Sewage is Intriguing: How Missing Soccer Season to Septic Work Rewired Our Business DNASewage is Captivating: How Missing Soccer Season to Septic Work Transformed Our Business DNA

Best Dot Net Training ForumsCategory: DevelopmentSewage is Intriguing: How Missing Soccer Season to Septic Work Rewired Our Business DNASewage is Captivating: How Missing Soccer Season to Septic Work Transformed Our Business DNA
Jeanett Gonyea asked 1 month ago

Let me tell you something controversial: sewage is captivating. I mean it. When typical kids were frittering away summers at the pool in 2008, my brothers and I were up to our waists in clay, observing a weathered installer named Carl curse at a off-center septic tank. Dad thought it might build character. Apparently, he was spot-on—though I certainly didn’t thank him when I missed the whole soccer season. But that season? It changed us. While other companies were just maintaining tanks, we were discovering to build them from the ground up. For real.

Here’s the septic truth few people admits: any fool can dig a hole. But building a system that survives 30 years? Now that’s art combined with science, with a splash of grit. I learned that the difficult way in 2015 when we got overconfident. Put in a system near Mount Rainier using “industry standard” techniques. Six months later, the client called us—voice shaking—about sewage gurgling up like a nightmare. Apparently, “normal” does not cut it when the groundwater table serves up curveballs. We tore it out, absorbed the $12k loss, and spent the next winter getting certified in hydrogeological assessments. Reality carved into our bones: certifications ain’t just paperwork. They are armor.

At Septic Solutions LLC, we bleed this stuff. Not metaphorically—though Carl did slice his thumb open that first summer showing us pipe welding. (“Keep it steady, kid!”) Our team never just have licenses; we have got consumed. Washington State demands installers to clock 24 hours of further education. Our lead designer, Marco? He does 24 hours every quarter. Why? Because in 2019, we encountered a disaster job near Woodinville where three “licensed” companies had thrown in the towel. The soil was like wet cement, and the homeowner was on edge of suing the world. Marco retrieved his International Association of Plumbing Officials (IAPMO) manuals—yes, he devours them for fun—and reconfigured the whole drainage field using a uncommon pressure distribution method. Two years later, that client sent us a Christmas card with a snapshot of her blooming garden… right over the septic field.

But let’s get honest for a second. Certifications are meaningless if your crew views them like decorations. Our edge? Every tech at Septic Solutions has individually screwed up. Seriously. Like me in 2015. Or Jake, our repair expert, who got wrong a tank baffle issue in 2021 and had to grovel to a irate grandma in Snohomish. (He now runs our “Baffles 101” workshop.) Failure is our best professor—which is why we’re fanatics about cross-training. Our installation team follows repair crews every winter. Why? Because observing how systems break teaches you how to construct them better.

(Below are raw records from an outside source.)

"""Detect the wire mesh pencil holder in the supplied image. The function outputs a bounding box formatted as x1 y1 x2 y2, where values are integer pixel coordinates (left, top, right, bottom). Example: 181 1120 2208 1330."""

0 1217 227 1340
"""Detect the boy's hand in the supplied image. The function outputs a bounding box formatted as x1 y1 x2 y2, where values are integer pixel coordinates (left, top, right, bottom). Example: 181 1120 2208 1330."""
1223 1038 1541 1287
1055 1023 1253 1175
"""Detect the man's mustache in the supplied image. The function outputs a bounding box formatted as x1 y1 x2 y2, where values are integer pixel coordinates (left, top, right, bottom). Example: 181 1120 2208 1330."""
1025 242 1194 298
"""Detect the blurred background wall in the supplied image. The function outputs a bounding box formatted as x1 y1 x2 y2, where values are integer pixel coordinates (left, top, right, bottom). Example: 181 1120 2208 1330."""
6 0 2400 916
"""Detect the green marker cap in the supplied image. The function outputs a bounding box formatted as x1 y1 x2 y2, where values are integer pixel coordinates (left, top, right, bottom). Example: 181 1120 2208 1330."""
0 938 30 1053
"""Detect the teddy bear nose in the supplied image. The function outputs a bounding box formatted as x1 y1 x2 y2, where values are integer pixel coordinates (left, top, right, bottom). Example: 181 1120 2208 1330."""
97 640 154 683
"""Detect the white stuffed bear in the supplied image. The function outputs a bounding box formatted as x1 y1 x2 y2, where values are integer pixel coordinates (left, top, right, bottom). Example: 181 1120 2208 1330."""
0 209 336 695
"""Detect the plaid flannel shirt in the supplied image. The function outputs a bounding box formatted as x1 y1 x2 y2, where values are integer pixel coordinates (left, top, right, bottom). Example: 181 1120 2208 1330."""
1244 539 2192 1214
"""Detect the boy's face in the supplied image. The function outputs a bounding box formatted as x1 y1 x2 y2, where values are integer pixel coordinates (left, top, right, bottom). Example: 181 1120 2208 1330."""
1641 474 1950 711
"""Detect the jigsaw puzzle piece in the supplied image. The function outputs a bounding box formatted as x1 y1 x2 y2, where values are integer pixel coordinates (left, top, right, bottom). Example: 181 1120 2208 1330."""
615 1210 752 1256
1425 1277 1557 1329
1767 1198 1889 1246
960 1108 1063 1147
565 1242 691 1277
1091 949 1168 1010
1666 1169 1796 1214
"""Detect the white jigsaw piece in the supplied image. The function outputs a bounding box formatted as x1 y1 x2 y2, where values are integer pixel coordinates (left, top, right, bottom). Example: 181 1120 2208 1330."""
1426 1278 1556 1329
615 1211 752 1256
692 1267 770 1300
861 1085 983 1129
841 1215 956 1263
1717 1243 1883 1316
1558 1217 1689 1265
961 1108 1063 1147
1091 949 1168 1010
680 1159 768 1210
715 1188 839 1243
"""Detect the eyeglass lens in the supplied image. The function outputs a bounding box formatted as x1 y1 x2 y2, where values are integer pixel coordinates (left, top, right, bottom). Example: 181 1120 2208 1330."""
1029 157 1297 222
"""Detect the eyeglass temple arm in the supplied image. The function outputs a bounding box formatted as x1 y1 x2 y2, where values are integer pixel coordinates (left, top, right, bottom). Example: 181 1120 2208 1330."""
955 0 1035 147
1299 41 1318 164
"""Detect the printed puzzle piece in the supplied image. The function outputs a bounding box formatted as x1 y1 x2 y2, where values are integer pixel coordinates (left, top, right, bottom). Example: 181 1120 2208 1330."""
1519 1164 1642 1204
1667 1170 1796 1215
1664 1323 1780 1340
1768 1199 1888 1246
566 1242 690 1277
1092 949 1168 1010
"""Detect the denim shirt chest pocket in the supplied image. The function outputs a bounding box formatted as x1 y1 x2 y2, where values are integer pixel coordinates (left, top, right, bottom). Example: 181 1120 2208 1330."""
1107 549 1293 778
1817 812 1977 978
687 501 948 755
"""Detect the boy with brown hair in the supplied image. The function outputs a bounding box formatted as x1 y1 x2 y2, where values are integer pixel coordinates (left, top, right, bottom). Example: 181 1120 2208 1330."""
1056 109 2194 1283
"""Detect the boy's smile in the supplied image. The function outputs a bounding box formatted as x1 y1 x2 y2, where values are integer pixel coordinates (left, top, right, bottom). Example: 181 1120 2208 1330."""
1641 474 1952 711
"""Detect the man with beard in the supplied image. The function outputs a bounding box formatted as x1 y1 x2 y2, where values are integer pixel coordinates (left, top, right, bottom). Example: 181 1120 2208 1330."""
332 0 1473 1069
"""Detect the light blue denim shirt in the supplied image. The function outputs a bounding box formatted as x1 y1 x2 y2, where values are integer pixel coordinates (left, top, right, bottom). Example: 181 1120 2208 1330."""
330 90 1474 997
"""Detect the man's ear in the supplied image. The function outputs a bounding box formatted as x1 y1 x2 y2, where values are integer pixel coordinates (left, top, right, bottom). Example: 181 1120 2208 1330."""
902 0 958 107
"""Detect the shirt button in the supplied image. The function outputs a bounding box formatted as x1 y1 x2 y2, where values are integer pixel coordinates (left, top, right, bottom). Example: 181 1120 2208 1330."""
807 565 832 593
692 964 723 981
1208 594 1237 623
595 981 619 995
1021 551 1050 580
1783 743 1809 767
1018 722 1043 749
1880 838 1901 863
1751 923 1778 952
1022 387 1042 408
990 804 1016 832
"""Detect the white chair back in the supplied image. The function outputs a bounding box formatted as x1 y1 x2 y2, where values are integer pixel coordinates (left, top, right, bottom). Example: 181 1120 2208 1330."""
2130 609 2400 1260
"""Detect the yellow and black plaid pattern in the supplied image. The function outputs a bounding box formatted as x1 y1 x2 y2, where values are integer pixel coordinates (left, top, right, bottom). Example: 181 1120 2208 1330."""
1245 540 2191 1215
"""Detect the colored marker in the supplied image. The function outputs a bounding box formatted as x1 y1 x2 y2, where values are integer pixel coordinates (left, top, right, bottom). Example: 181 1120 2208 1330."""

You want proof? Talk to the Hendersons. In 2022, homepage they bought a “dream” cabin near Snoqualmie Pass—only to learn the existing septic system was a ticking bomb. Three companies quoted them $35k+ for a complete replacement. We arrived, looked at the permits, and noticed something odd: the original 1998 installer had failed to updated their certification for sand filter systems. As it happened, a basic recirculating sand filter retrofit—which our NSF/ANSI 40 certified team does all the time—kept them $18k. They’re now newsletter subscribers. Yes, we have a septic newsletter. Don’t laugh—2,300 people follow it.

Here’s the reality: professionalism is not what you show off. It’s what you grind through. I still remember Mom’s face in 2010 when we got our first business license. “You’re gonna throw away those college brains on sewage?” she sighed. But this profession? It feels alive. Soil evolves. Codes transform. And when you find yourself knee-deep in a trench at 3 PM on a Friday, rain soaking your collar, you discover certifications are not about pride. They exist about keeping someone’s basement from becoming a biohazard.

We have got collections of certificates—WSDA, OSHA, you list it. But the one I’m proudest of? The scribbled note from Carl after he retired. “Never thought you punks would survive longer than me.” Same here, old man. We didn’t either.

So yes. If you require a new septic system, six other companies will eagerly take your business. But if you want a team that’s failed, learned, and gone crazy over wastewater flow rates at 2 AM? We’re the ones with dirt under our nails and manuals in our trucks. Because in this business, the best qualifications do not hang on walls. They’re buried in the ground—working.